DRONE SPORTSは、非GPS環境に対応した狭小空間点検ドローン「Rangle Pro」を発売した。屋内や配管内部など、GPSが使えない狭小空間でも安定飛行する。また、点検ドローンの操作に要する習熟期間を最短3日に短縮した。
ドローンレースのプロチーム「RAIDEN RACING」を運営するDRONE SPORTSは2026年3月31日、非GPS環境に対応したインフラ点検ドローン「Rangle Pro」の提供を開始した。
Rangle Proは、独自に開発した自律制御プログラムを搭載し、非GPS環境でも安定飛行が実現する。天井裏や地下ピット、φ300ミリの配管内部といった狭隘空間での点検用途に特化した(従来機の対応配管径はφ800ミリ)。

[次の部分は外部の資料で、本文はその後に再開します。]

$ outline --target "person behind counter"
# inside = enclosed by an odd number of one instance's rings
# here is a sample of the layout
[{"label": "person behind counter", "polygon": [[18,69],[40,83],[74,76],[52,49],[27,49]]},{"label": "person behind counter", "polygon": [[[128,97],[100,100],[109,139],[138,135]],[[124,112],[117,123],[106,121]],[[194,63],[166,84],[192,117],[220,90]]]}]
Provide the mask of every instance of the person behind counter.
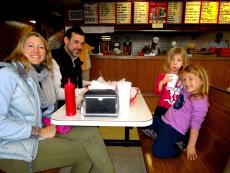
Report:
[{"label": "person behind counter", "polygon": [[97,127],[74,127],[64,135],[54,125],[42,127],[42,116],[56,103],[46,40],[26,33],[6,61],[0,63],[0,170],[29,173],[72,165],[72,173],[88,173],[93,165],[113,173]]},{"label": "person behind counter", "polygon": [[64,34],[63,26],[55,26],[54,34],[48,39],[48,45],[51,50],[58,49],[63,45]]},{"label": "person behind counter", "polygon": [[208,50],[210,50],[211,48],[227,48],[226,42],[222,40],[223,40],[223,34],[221,32],[218,32],[216,34],[215,41],[212,41],[208,44]]}]

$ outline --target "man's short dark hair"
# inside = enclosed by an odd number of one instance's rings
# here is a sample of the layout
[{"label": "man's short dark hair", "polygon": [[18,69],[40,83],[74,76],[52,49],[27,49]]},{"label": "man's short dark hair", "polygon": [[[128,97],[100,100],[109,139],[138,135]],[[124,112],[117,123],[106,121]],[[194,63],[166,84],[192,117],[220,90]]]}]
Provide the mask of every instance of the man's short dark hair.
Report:
[{"label": "man's short dark hair", "polygon": [[65,36],[68,39],[71,39],[72,33],[78,34],[78,35],[83,35],[83,36],[85,35],[80,27],[71,27],[65,32]]}]

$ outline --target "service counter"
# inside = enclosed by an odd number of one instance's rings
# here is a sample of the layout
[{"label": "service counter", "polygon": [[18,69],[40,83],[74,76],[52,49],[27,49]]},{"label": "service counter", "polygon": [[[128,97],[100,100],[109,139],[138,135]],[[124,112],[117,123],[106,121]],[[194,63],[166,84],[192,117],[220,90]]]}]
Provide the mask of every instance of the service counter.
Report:
[{"label": "service counter", "polygon": [[[148,98],[155,97],[153,85],[156,76],[164,71],[163,63],[165,62],[165,57],[165,55],[91,55],[90,79],[97,79],[100,74],[102,74],[105,80],[111,81],[125,78],[132,82],[132,86],[137,86],[141,89],[148,104]],[[189,62],[200,64],[207,70],[212,86],[224,90],[230,87],[230,57],[193,54],[189,58]],[[152,99],[149,102],[151,105],[153,104]]]}]

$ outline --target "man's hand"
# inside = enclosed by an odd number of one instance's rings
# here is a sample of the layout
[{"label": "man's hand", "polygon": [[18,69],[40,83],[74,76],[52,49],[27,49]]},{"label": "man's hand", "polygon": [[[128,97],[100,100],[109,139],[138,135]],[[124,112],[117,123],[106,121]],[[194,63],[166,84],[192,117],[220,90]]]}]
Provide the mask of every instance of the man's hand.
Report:
[{"label": "man's hand", "polygon": [[50,125],[40,129],[39,137],[41,138],[53,138],[56,134],[56,126]]}]

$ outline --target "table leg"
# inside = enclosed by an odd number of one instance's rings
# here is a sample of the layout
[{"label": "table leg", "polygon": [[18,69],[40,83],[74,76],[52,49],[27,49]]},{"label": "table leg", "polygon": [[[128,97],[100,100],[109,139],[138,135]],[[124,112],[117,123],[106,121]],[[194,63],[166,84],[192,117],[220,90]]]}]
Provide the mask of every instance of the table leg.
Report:
[{"label": "table leg", "polygon": [[130,140],[130,129],[133,127],[125,127],[125,139],[124,140],[116,140],[116,139],[105,139],[106,146],[140,146],[139,140]]}]

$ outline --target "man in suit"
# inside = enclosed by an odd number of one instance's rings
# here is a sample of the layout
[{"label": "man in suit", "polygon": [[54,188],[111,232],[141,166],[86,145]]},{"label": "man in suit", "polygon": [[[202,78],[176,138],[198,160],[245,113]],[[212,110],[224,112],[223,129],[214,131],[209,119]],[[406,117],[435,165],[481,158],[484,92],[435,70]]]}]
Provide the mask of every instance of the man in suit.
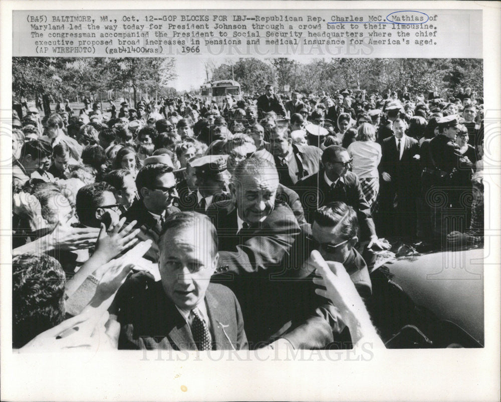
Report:
[{"label": "man in suit", "polygon": [[416,235],[419,144],[405,135],[407,127],[405,120],[395,119],[393,135],[383,141],[380,213],[387,236]]},{"label": "man in suit", "polygon": [[400,115],[401,108],[400,105],[394,103],[390,103],[386,105],[384,109],[386,112],[386,119],[379,126],[377,130],[376,140],[379,144],[382,144],[384,140],[393,136],[393,130],[392,125],[393,121]]},{"label": "man in suit", "polygon": [[275,112],[278,115],[286,116],[287,112],[282,101],[275,94],[273,86],[270,84],[265,87],[266,93],[258,98],[258,114],[260,118],[265,117],[268,112]]},{"label": "man in suit", "polygon": [[207,155],[191,162],[196,175],[195,211],[205,214],[212,203],[229,197],[228,183],[231,174],[227,169],[227,155]]},{"label": "man in suit", "polygon": [[297,113],[303,108],[305,104],[301,102],[301,96],[298,92],[293,92],[291,95],[292,99],[285,103],[285,110],[287,112],[287,116],[290,118],[294,113]]},{"label": "man in suit", "polygon": [[369,248],[388,248],[378,238],[371,209],[358,177],[348,170],[351,159],[348,151],[339,145],[328,146],[322,155],[322,162],[324,168],[299,181],[295,187],[305,208],[307,220],[312,222],[315,212],[329,203],[342,202],[357,213],[361,241],[370,241]]},{"label": "man in suit", "polygon": [[281,184],[292,188],[299,180],[318,171],[320,148],[293,144],[291,131],[287,128],[274,127],[270,140]]},{"label": "man in suit", "polygon": [[146,165],[137,173],[136,185],[139,199],[133,203],[122,216],[127,222],[136,221],[136,228],[141,232],[140,241],[153,240],[144,258],[154,263],[158,261],[158,236],[169,215],[179,212],[173,203],[178,196],[176,179],[171,166],[163,163]]},{"label": "man in suit", "polygon": [[[300,295],[307,293],[307,282],[291,285],[306,259],[306,240],[291,210],[276,202],[278,186],[272,164],[249,158],[239,163],[232,177],[232,199],[213,204],[207,211],[219,244],[219,267],[212,281],[236,295],[253,348],[275,340],[286,330],[287,323],[302,317]],[[295,347],[324,345],[332,338],[325,320],[305,325],[296,337],[291,336]]]},{"label": "man in suit", "polygon": [[341,94],[336,96],[334,98],[335,103],[334,106],[329,108],[329,110],[327,111],[327,115],[326,116],[326,119],[332,120],[335,123],[338,121],[339,115],[344,113],[344,107],[343,105],[344,99],[344,97]]},{"label": "man in suit", "polygon": [[119,348],[246,349],[235,295],[209,283],[219,259],[209,220],[197,213],[174,214],[158,241],[161,280],[128,280],[117,296]]}]

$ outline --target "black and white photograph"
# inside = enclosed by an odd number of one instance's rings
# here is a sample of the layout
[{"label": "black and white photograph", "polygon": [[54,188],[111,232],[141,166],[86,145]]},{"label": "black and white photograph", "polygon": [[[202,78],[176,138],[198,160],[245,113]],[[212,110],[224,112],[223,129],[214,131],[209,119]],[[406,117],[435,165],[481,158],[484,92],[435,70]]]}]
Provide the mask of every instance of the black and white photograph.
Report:
[{"label": "black and white photograph", "polygon": [[[258,370],[498,351],[481,11],[36,6],[2,58],[3,351]],[[176,383],[158,397],[189,398]]]}]

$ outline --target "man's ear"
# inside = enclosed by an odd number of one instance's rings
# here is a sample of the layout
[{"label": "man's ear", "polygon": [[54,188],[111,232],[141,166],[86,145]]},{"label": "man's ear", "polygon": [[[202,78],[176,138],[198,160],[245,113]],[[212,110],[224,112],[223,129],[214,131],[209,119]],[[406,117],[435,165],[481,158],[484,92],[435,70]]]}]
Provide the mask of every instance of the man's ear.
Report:
[{"label": "man's ear", "polygon": [[212,266],[211,268],[213,271],[215,271],[217,268],[218,261],[219,261],[219,253],[216,253],[216,255],[214,256],[214,258],[212,259]]},{"label": "man's ear", "polygon": [[98,208],[96,210],[96,219],[100,221],[103,214],[104,214],[104,210],[102,208]]},{"label": "man's ear", "polygon": [[348,244],[350,245],[350,250],[351,250],[352,248],[353,248],[355,247],[355,245],[358,243],[358,238],[357,236],[355,236],[351,240],[350,240],[349,242],[348,242]]},{"label": "man's ear", "polygon": [[143,198],[146,198],[150,194],[150,189],[147,187],[141,187],[139,190],[139,193]]}]

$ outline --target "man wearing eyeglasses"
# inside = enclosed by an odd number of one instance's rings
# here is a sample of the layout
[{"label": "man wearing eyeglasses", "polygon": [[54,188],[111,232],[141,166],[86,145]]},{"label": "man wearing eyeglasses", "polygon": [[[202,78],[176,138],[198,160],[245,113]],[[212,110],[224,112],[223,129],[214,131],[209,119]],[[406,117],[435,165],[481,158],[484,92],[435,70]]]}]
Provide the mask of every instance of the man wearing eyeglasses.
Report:
[{"label": "man wearing eyeglasses", "polygon": [[136,228],[141,229],[137,235],[140,241],[153,240],[144,258],[154,263],[158,262],[157,242],[163,224],[170,215],[179,212],[173,205],[178,196],[172,166],[163,163],[146,165],[142,168],[136,177],[139,199],[134,201],[122,216],[127,222],[137,221]]},{"label": "man wearing eyeglasses", "polygon": [[301,197],[307,220],[313,222],[315,212],[329,203],[342,202],[357,213],[361,241],[369,241],[369,248],[389,248],[389,245],[379,240],[376,234],[370,207],[364,196],[360,181],[357,175],[350,171],[352,159],[348,151],[339,145],[328,146],[322,154],[322,170],[298,181],[294,188]]},{"label": "man wearing eyeglasses", "polygon": [[117,295],[119,349],[246,349],[235,295],[225,286],[210,283],[219,259],[217,234],[210,220],[197,213],[172,215],[159,242],[161,280],[148,283],[130,278]]},{"label": "man wearing eyeglasses", "polygon": [[76,197],[77,215],[80,223],[89,228],[99,228],[102,223],[114,226],[120,221],[120,204],[114,188],[101,181],[84,185]]}]

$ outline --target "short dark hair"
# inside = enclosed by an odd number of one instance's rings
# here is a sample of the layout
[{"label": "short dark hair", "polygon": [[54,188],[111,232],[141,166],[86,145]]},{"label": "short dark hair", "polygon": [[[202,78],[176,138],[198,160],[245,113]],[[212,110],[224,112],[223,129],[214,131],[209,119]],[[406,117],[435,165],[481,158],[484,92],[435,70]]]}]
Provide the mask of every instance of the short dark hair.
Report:
[{"label": "short dark hair", "polygon": [[156,130],[156,128],[146,126],[146,127],[143,127],[139,130],[139,132],[137,133],[137,138],[140,138],[141,136],[143,135],[149,135],[152,141],[153,139],[158,134],[158,132]]},{"label": "short dark hair", "polygon": [[43,141],[34,139],[23,144],[21,148],[21,158],[28,155],[34,159],[48,157],[52,152],[51,146]]},{"label": "short dark hair", "polygon": [[113,192],[113,187],[105,181],[99,181],[81,187],[77,193],[77,215],[80,223],[96,227],[96,211],[103,202],[105,191]]},{"label": "short dark hair", "polygon": [[56,156],[64,156],[70,153],[70,147],[66,142],[60,142],[52,149],[52,155],[55,157]]},{"label": "short dark hair", "polygon": [[92,166],[97,170],[101,169],[101,166],[106,164],[107,160],[104,149],[97,144],[87,145],[82,151],[82,161],[86,165]]},{"label": "short dark hair", "polygon": [[146,165],[141,168],[136,176],[136,186],[137,187],[139,197],[143,197],[141,189],[143,187],[151,188],[155,185],[157,177],[166,173],[172,173],[174,169],[172,166],[163,163],[153,163]]},{"label": "short dark hair", "polygon": [[121,190],[124,187],[124,179],[129,175],[132,173],[126,169],[117,169],[106,173],[103,180],[116,189]]},{"label": "short dark hair", "polygon": [[45,123],[45,126],[50,128],[62,128],[64,126],[63,118],[57,113],[53,113],[49,116]]},{"label": "short dark hair", "polygon": [[115,139],[116,134],[113,128],[104,128],[100,130],[98,137],[102,137],[107,142],[111,143]]},{"label": "short dark hair", "polygon": [[314,221],[322,228],[339,226],[343,240],[349,240],[358,234],[357,213],[353,208],[341,201],[329,203],[315,211]]},{"label": "short dark hair", "polygon": [[132,146],[124,146],[121,148],[119,150],[118,152],[117,152],[117,154],[115,156],[115,159],[113,160],[113,168],[121,169],[122,159],[123,159],[124,156],[129,153],[134,154],[134,157],[136,159],[136,167],[139,168],[141,165],[141,161],[137,157],[137,155],[136,153],[136,150],[134,149]]},{"label": "short dark hair", "polygon": [[12,260],[13,347],[20,348],[63,322],[66,277],[55,258],[22,254]]},{"label": "short dark hair", "polygon": [[[206,228],[210,232],[210,236],[207,238],[211,239],[212,241],[211,250],[212,257],[213,257],[217,253],[217,232],[210,219],[206,215],[198,212],[188,211],[178,212],[169,216],[165,221],[165,223],[162,228],[162,232],[158,239],[158,243],[160,244],[165,233],[170,229],[190,228],[198,231],[203,227]],[[159,247],[160,253],[163,249],[163,247]]]},{"label": "short dark hair", "polygon": [[58,187],[51,188],[47,186],[45,188],[40,187],[40,189],[34,193],[34,194],[40,203],[42,207],[42,217],[51,225],[58,223],[56,216],[57,210],[50,209],[48,207],[49,201],[52,198],[56,198],[54,203],[56,206],[61,205],[62,198],[65,198],[68,203],[71,205],[70,200],[71,196],[68,193],[69,190],[67,189],[63,190]]}]

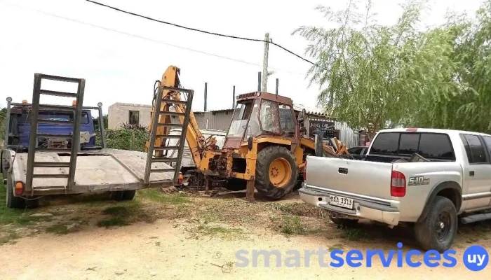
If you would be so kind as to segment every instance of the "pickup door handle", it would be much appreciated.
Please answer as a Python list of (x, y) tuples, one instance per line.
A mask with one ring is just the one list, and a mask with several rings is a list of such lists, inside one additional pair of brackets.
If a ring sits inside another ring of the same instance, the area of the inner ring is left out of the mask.
[(343, 174), (347, 174), (348, 169), (344, 167), (339, 167), (339, 169), (337, 169), (337, 172)]

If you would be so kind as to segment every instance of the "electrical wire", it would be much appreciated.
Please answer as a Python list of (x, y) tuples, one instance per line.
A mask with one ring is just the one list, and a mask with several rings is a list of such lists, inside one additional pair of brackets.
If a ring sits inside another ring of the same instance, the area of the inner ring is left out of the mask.
[(246, 37), (241, 37), (241, 36), (234, 36), (234, 35), (227, 35), (227, 34), (220, 34), (220, 33), (210, 32), (210, 31), (205, 31), (205, 30), (202, 30), (202, 29), (196, 29), (196, 28), (185, 27), (185, 26), (180, 25), (180, 24), (175, 24), (175, 23), (165, 22), (165, 21), (163, 21), (163, 20), (156, 20), (156, 19), (154, 19), (154, 18), (153, 18), (147, 17), (147, 16), (146, 16), (146, 15), (140, 15), (140, 14), (137, 14), (137, 13), (135, 13), (129, 12), (129, 11), (128, 11), (128, 10), (121, 10), (121, 9), (120, 9), (120, 8), (116, 8), (116, 7), (113, 7), (113, 6), (112, 6), (106, 5), (106, 4), (102, 4), (102, 3), (99, 3), (99, 2), (97, 2), (97, 1), (93, 1), (93, 0), (86, 0), (86, 1), (88, 1), (88, 2), (90, 2), (90, 3), (92, 3), (92, 4), (96, 4), (96, 5), (102, 6), (105, 7), (105, 8), (110, 8), (110, 9), (116, 10), (116, 11), (118, 11), (118, 12), (124, 13), (126, 13), (126, 14), (128, 14), (128, 15), (135, 15), (135, 16), (136, 16), (136, 17), (144, 18), (145, 20), (152, 20), (152, 21), (156, 22), (163, 23), (163, 24), (164, 24), (172, 25), (172, 26), (174, 26), (174, 27), (175, 27), (183, 28), (183, 29), (187, 29), (187, 30), (195, 31), (197, 31), (197, 32), (201, 32), (201, 33), (204, 33), (204, 34), (206, 34), (215, 35), (215, 36), (221, 36), (221, 37), (231, 38), (234, 38), (234, 39), (239, 39), (239, 40), (244, 40), (244, 41), (254, 41), (254, 42), (269, 43), (270, 43), (270, 44), (271, 44), (271, 45), (276, 46), (278, 47), (278, 48), (280, 48), (281, 49), (282, 49), (282, 50), (286, 51), (287, 52), (288, 52), (288, 53), (290, 53), (290, 54), (291, 54), (291, 55), (295, 55), (295, 57), (298, 57), (298, 58), (300, 58), (300, 59), (302, 59), (302, 60), (304, 60), (304, 61), (305, 61), (305, 62), (307, 62), (310, 63), (310, 64), (312, 64), (312, 65), (314, 65), (314, 66), (318, 66), (318, 67), (320, 67), (316, 63), (314, 63), (314, 62), (312, 62), (311, 61), (310, 61), (310, 60), (309, 60), (309, 59), (306, 59), (306, 58), (304, 58), (304, 57), (302, 57), (302, 56), (300, 56), (300, 55), (297, 55), (296, 53), (295, 53), (295, 52), (293, 52), (292, 51), (288, 50), (288, 48), (286, 48), (282, 46), (281, 45), (278, 44), (278, 43), (274, 43), (272, 41), (268, 42), (268, 41), (266, 41), (262, 40), (262, 39), (256, 39), (256, 38), (246, 38)]
[[(122, 31), (114, 29), (112, 29), (112, 28), (105, 27), (102, 27), (102, 26), (100, 26), (100, 25), (94, 24), (92, 24), (92, 23), (83, 22), (83, 21), (79, 20), (75, 20), (75, 19), (72, 19), (72, 18), (67, 18), (67, 17), (63, 17), (63, 16), (61, 16), (61, 15), (56, 15), (56, 14), (51, 13), (45, 12), (45, 11), (43, 11), (43, 10), (37, 10), (37, 9), (34, 9), (34, 8), (30, 8), (23, 7), (23, 6), (19, 6), (19, 5), (13, 4), (13, 3), (9, 3), (9, 2), (8, 2), (8, 1), (0, 1), (0, 3), (4, 3), (4, 4), (7, 4), (7, 5), (11, 5), (11, 6), (15, 6), (15, 7), (16, 7), (16, 8), (20, 8), (20, 9), (22, 9), (22, 10), (30, 10), (30, 11), (33, 11), (33, 12), (36, 12), (36, 13), (42, 13), (42, 14), (43, 14), (43, 15), (49, 15), (49, 16), (51, 16), (51, 17), (53, 17), (53, 18), (59, 18), (59, 19), (65, 20), (68, 20), (68, 21), (73, 22), (76, 22), (76, 23), (79, 23), (79, 24), (81, 24), (90, 26), (90, 27), (91, 27), (98, 28), (98, 29), (104, 29), (104, 30), (106, 30), (106, 31), (112, 31), (112, 32), (114, 32), (114, 33), (118, 33), (118, 34), (123, 34), (123, 35), (129, 36), (130, 36), (130, 37), (134, 37), (134, 38), (139, 38), (139, 39), (142, 39), (142, 40), (145, 40), (145, 41), (151, 41), (151, 42), (153, 42), (153, 43), (160, 43), (160, 44), (162, 44), (162, 45), (166, 45), (166, 46), (168, 46), (173, 47), (173, 48), (180, 48), (180, 49), (182, 49), (182, 50), (189, 50), (189, 51), (191, 51), (191, 52), (200, 53), (200, 54), (202, 54), (202, 55), (210, 55), (210, 56), (215, 57), (222, 58), (222, 59), (228, 59), (228, 60), (234, 61), (234, 62), (240, 62), (240, 63), (243, 63), (243, 64), (246, 64), (253, 65), (253, 66), (261, 66), (261, 67), (262, 66), (262, 64), (260, 64), (253, 63), (253, 62), (247, 62), (247, 61), (244, 61), (244, 60), (241, 60), (241, 59), (235, 59), (235, 58), (231, 58), (231, 57), (225, 57), (225, 56), (223, 56), (223, 55), (217, 55), (217, 54), (214, 54), (214, 53), (206, 52), (203, 52), (203, 51), (202, 51), (202, 50), (194, 50), (194, 49), (192, 49), (192, 48), (190, 48), (183, 47), (183, 46), (182, 46), (174, 45), (174, 44), (171, 44), (171, 43), (169, 43), (163, 42), (163, 41), (158, 41), (158, 40), (152, 39), (152, 38), (150, 38), (144, 37), (144, 36), (142, 36), (136, 35), (136, 34), (131, 34), (131, 33), (128, 33), (128, 32), (125, 32), (125, 31)], [(294, 71), (290, 71), (290, 70), (283, 69), (281, 69), (281, 68), (276, 68), (276, 67), (274, 67), (274, 66), (269, 66), (269, 68), (271, 69), (272, 69), (272, 70), (281, 71), (283, 71), (283, 72), (285, 72), (285, 73), (289, 73), (289, 74), (292, 74), (292, 75), (302, 75), (302, 76), (304, 76), (304, 74), (298, 73), (298, 72), (294, 72)]]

従来、非GPS環境でのドローン操作には高い操縦技術が必要で、点検レベルに到達するまでに3〜6カ月程度を要するケースもあった。DRONE SPORTSはこうした課題に対し、現場主導で点検業務に導入しやすくし、「初心者でも導入から3日程度で点検業務に活用できる」とPRすrる。
機体寸法は233(幅)×88(高さ)×225(奥行き)ミリで、重さは680グラム。飛行時間は10分、カメラ可動域は上下90度。使用周波数帯は2.4Ghz/5.7Ghz、通信可能距離は400メートル。
インフラ設備の老朽化が進む中、狭小空間の点検では人の立ち入りが難しく、安全確保も課題となっている。このためドローン活用への期待が高まっているものの、非GPS環境での安定制御が技術的な障壁となっていた。